When the 11th Hour Theatre Company premieres the goth-tinged “Lizzie” on Jan. 16 at Neighborhood House in Old City, the rocked-out musical comes with a boatload of history, both real and imagined. Long before Charlie Manson’s dark angels and famed murderesses like Florida highway killer Aileen Wuornos, there was Lizzie Borden (1860-1927), the Fall River, Massachusetts, woman who won notoriety and infamy for being tried and acquitted for the 1892 ax murders of her father and stepmother. Not only did the (assumed) lady killer get her own rope-skipping nursery rhyme that was made popular after the trial (“Lizzie Borden took an ax and gave her mother 40 whacks. When she saw what she had done, she gave her father 41.”), she eventually became the subject of two famous television movies: “The Legend of Lizzie Borden,” a 1975 ABC network film with Elizabeth Montgomery, the comic star of the legendarily campy “Bewitched” and 2014’s Lifetime Network “Lizzie Borden Took an Ax” with Christina Ricci in the title role. “We watched that Elizabeth Montgomery movie as research and found it fascinating,” says Alex Keiper, the dynamic local stage actress and vocalist who has the title role in “Lizzie.” The musical stage play touched by all manner of cabaret, folk and goth rock was co-written by one time local musician Alan Stevens Hewitt (The Low Road) along with fellow composers/lyricists Steven Cheslik-Demeyer and Tim Maner. “The overall Montgomery movie wasn’t great, in my opinion, but the Lizzie experts we spoke to from Fall River said that it’s the only movie about her and the subsequent trial that has real merit.” Keiper also says that those same Lizzie-ologists were thrilled about the 11th Hour musical, because many of the lyrics and dialogue were taken directly from the original court testimony of 1893, making the play spot-on in terms of accuracy. So where does Lizzie Borden fit in to her resume?
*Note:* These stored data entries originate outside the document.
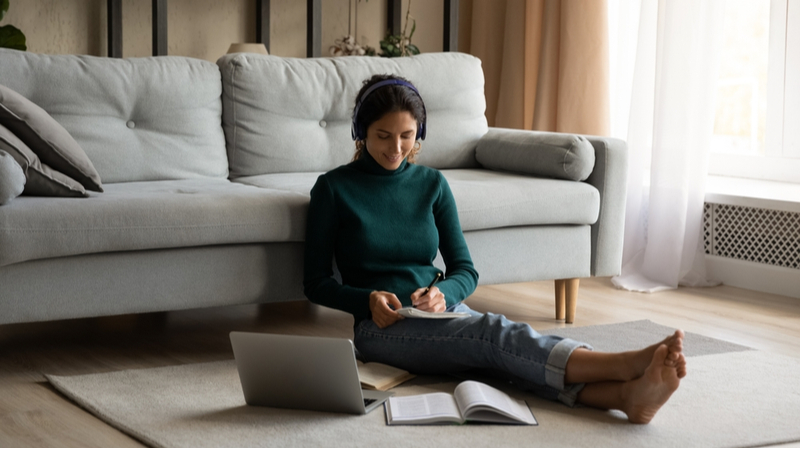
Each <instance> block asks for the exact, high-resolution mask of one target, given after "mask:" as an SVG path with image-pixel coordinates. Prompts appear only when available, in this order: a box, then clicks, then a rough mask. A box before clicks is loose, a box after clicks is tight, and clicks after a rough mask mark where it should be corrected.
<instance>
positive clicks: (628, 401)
mask: <svg viewBox="0 0 800 450" xmlns="http://www.w3.org/2000/svg"><path fill="white" fill-rule="evenodd" d="M671 353H672V352H671V351H670V350H669V347H668V346H667V344H666V343H662V344H660V345H659V346H658V347H657V348H656V351H655V352H654V353H653V357H652V359H651V360H650V365H648V366H647V368H646V369H645V371H644V374H643V375H642V376H641V377H640V378H637V379H635V380H633V381H629V382H627V383H625V386H624V388H623V392H624V396H623V404H624V407H623V409H622V410H623V411H624V412H625V414H627V415H628V420H629V421H630V422H632V423H642V424H644V423H650V421H651V420H653V417H655V415H656V413H657V412H658V410H659V409H660V408H661V407H662V406H663V405H664V404H665V403H666V402H667V400H669V398H670V396H672V393H673V392H675V391H676V390H677V389H678V386H679V385H680V379H681V378H683V377H684V376H686V358H685V357H684V356H683V354H678V356H677V359H675V360H670V359H669V355H670V354H671ZM670 361H671V363H669V362H670Z"/></svg>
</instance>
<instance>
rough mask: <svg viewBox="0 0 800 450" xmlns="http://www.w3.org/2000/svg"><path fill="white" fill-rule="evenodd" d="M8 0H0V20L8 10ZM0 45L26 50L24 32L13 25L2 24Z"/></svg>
mask: <svg viewBox="0 0 800 450" xmlns="http://www.w3.org/2000/svg"><path fill="white" fill-rule="evenodd" d="M8 7H9V0H0V21H2V20H3V17H4V16H5V15H6V12H8ZM0 47H4V48H13V49H15V50H27V49H28V47H27V45H25V34H23V33H22V31H20V30H19V28H17V27H15V26H13V25H3V26H2V27H0Z"/></svg>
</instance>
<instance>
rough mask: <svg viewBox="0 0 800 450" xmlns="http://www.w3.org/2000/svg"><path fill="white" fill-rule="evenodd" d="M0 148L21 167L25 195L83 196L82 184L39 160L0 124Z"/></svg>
mask: <svg viewBox="0 0 800 450" xmlns="http://www.w3.org/2000/svg"><path fill="white" fill-rule="evenodd" d="M0 150H4V151H5V152H7V153H8V154H9V155H10V156H11V157H12V158H13V159H14V160H15V161H16V163H17V164H18V165H19V166H20V167H21V168H22V172H23V173H24V176H25V178H27V180H28V181H27V182H26V183H25V190H24V191H23V194H25V195H39V196H46V197H85V196H86V190H85V189H84V188H83V186H82V185H81V184H80V183H78V182H77V181H75V180H73V179H72V178H70V177H68V176H66V175H64V174H63V173H61V172H59V171H57V170H53V169H52V168H51V167H50V166H48V165H47V164H44V163H42V162H41V161H39V157H38V156H36V153H34V152H33V150H31V149H30V148H29V147H28V146H27V145H25V143H24V142H22V141H21V140H19V139H18V138H17V137H16V136H15V135H14V133H12V132H11V131H10V130H9V129H8V128H6V127H4V126H3V125H0Z"/></svg>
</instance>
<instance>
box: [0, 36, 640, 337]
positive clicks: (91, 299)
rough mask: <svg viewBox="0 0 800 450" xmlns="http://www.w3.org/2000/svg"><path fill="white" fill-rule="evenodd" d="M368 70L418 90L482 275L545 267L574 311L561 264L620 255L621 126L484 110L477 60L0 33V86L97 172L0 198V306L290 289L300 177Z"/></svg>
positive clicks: (112, 313) (541, 279)
mask: <svg viewBox="0 0 800 450" xmlns="http://www.w3.org/2000/svg"><path fill="white" fill-rule="evenodd" d="M375 73H395V74H398V75H402V76H404V77H406V78H409V79H410V80H412V82H414V83H415V84H416V86H417V87H418V89H419V91H420V93H421V95H422V97H423V98H424V99H425V102H426V106H427V111H428V138H427V139H426V140H425V141H424V142H423V143H422V152H421V153H420V155H419V158H418V163H419V164H423V165H427V166H430V167H434V168H436V169H439V170H441V171H442V173H443V174H444V176H445V177H446V178H447V180H448V183H449V184H450V186H451V189H452V191H453V195H454V197H455V199H456V203H457V205H458V209H459V218H460V220H461V225H462V228H463V231H464V235H465V238H466V240H467V243H468V245H469V248H470V252H471V254H472V257H473V260H474V263H475V267H476V269H477V270H478V272H479V274H480V283H481V284H496V283H511V282H521V281H532V280H557V281H556V282H555V287H556V299H557V301H558V300H559V299H560V304H559V303H558V302H557V307H556V311H557V317H558V318H566V320H567V322H572V321H573V320H574V318H575V304H576V297H577V287H578V279H580V278H582V277H590V276H608V275H614V274H617V273H618V272H619V269H620V261H621V255H622V227H623V218H624V202H625V179H626V161H627V155H626V148H625V143H624V142H622V141H619V140H615V139H611V138H605V137H596V136H578V135H570V134H558V133H539V132H527V131H519V130H504V129H496V128H489V127H488V126H487V123H486V119H485V116H484V110H485V99H484V93H483V72H482V69H481V62H480V60H478V59H477V58H474V57H472V56H469V55H465V54H459V53H438V54H423V55H419V56H415V57H411V58H397V59H386V58H370V57H340V58H314V59H295V58H281V57H276V56H265V55H255V54H243V53H240V54H231V55H225V56H223V57H222V58H220V60H219V61H217V64H212V63H209V62H206V61H200V60H196V59H191V58H184V57H154V58H131V59H111V58H98V57H91V56H75V55H52V56H51V55H39V54H33V53H27V52H18V51H13V50H6V49H0V84H3V85H5V86H7V87H9V88H10V89H13V90H15V91H16V92H18V93H20V94H21V95H23V96H24V97H26V98H27V99H29V100H31V101H32V102H34V103H35V104H37V105H39V106H40V107H42V108H43V109H44V110H45V111H47V113H48V114H50V116H51V117H53V118H54V119H55V120H56V121H57V122H58V123H59V124H61V125H62V126H63V127H64V128H65V129H66V130H67V131H68V132H69V133H70V134H71V135H72V137H73V138H74V139H75V141H77V142H78V144H79V145H80V146H81V148H83V150H84V151H85V152H86V155H87V156H88V157H89V159H90V160H91V162H92V163H93V165H94V167H95V168H96V169H97V172H98V174H99V175H100V177H101V178H102V181H103V187H104V190H105V192H102V193H95V192H91V193H89V194H88V197H87V198H60V197H33V196H25V195H23V196H21V197H18V198H16V199H15V200H14V201H12V202H10V203H8V204H6V205H2V206H0V324H7V323H17V322H32V321H44V320H56V319H66V318H76V317H91V316H102V315H113V314H126V313H141V312H150V311H168V310H177V309H185V308H197V307H208V306H222V305H238V304H247V303H262V302H273V301H287V300H297V299H302V298H304V297H303V291H302V275H303V239H304V233H305V225H306V209H307V206H308V201H309V191H310V190H311V187H312V186H313V185H314V182H315V181H316V178H317V176H319V174H321V173H323V172H325V171H328V170H331V169H333V168H335V167H337V166H339V165H342V164H346V163H348V162H349V161H350V159H351V158H352V154H353V150H354V146H353V142H352V140H351V138H350V115H351V109H352V107H353V102H354V98H355V96H356V93H357V91H358V89H359V88H360V87H361V83H362V81H363V80H364V79H366V78H368V77H369V76H371V75H372V74H375ZM435 264H438V265H440V266H439V267H441V268H442V269H443V270H445V273H446V267H444V265H443V263H442V262H441V258H439V259H438V260H437V261H436V262H435ZM565 300H566V303H567V306H566V312H565V307H564V304H565ZM565 316H566V317H565Z"/></svg>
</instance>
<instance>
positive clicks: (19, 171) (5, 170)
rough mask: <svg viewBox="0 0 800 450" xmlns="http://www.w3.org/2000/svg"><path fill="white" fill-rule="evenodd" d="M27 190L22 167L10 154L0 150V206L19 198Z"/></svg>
mask: <svg viewBox="0 0 800 450" xmlns="http://www.w3.org/2000/svg"><path fill="white" fill-rule="evenodd" d="M24 188H25V174H24V173H23V172H22V167H20V166H19V164H17V161H16V160H15V159H14V158H12V157H11V155H9V154H8V153H6V152H4V151H2V150H0V205H5V204H6V203H8V202H10V201H11V200H14V199H15V198H17V197H19V194H21V193H22V190H23V189H24Z"/></svg>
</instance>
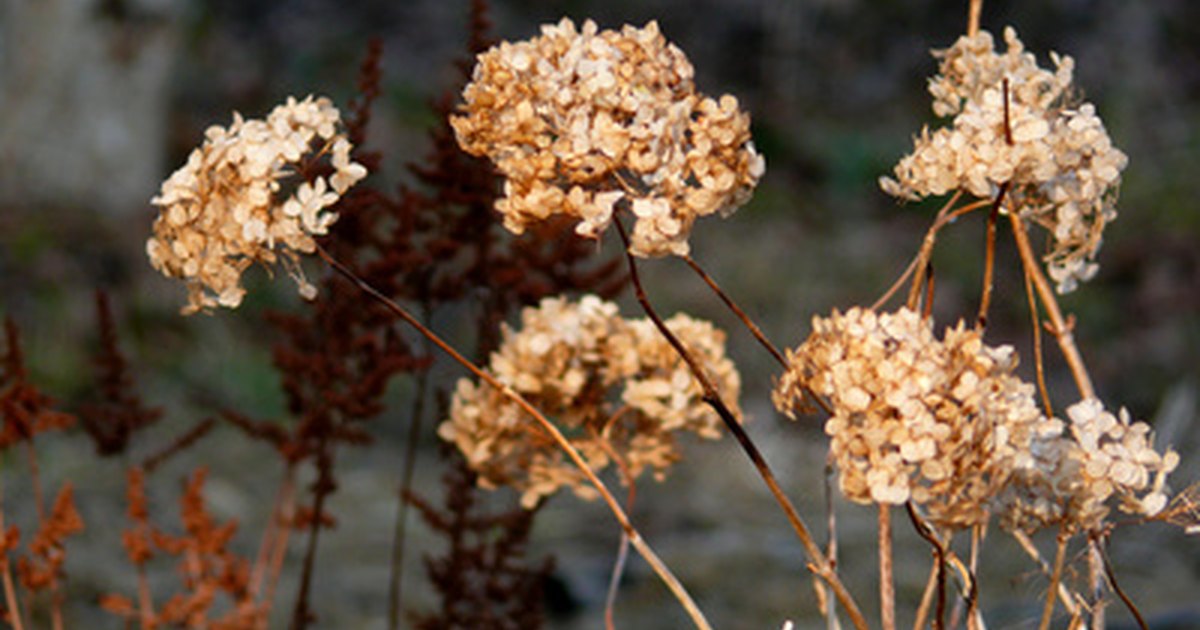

“Well, Lizzie lives in a more extreme world than all of them,” says Keiper comparing her ax-wielding, heavy metal riffing title character to a history of roles that includes parts in 11th Hour’s whack musical “Field Hockey Hot.” “The rest of the characters that I have done are contemporary and have the benefits that women in today’s society have: the right to speak their mind, own property, make decisions for themselves, etc. … Lizzie doesn’t have any of those rights. I don’t want to give too much away, but the journey we go on with Lizzie, leading up to the murders of her father and stepmother, may have audiences sympathizing with her in a way that they would not expect. In our play, she and her sister have been abused by the father in many ways for most of their life, so for me, her stakes are just higher.” The only thing higher than the stakes in this “Lizzie” is the body count.
The 11th Hour Theatre Company’s “Lizzie” opens on Monday, Jan. 16, at Christ Church Neighborhood House, 20 N. American St.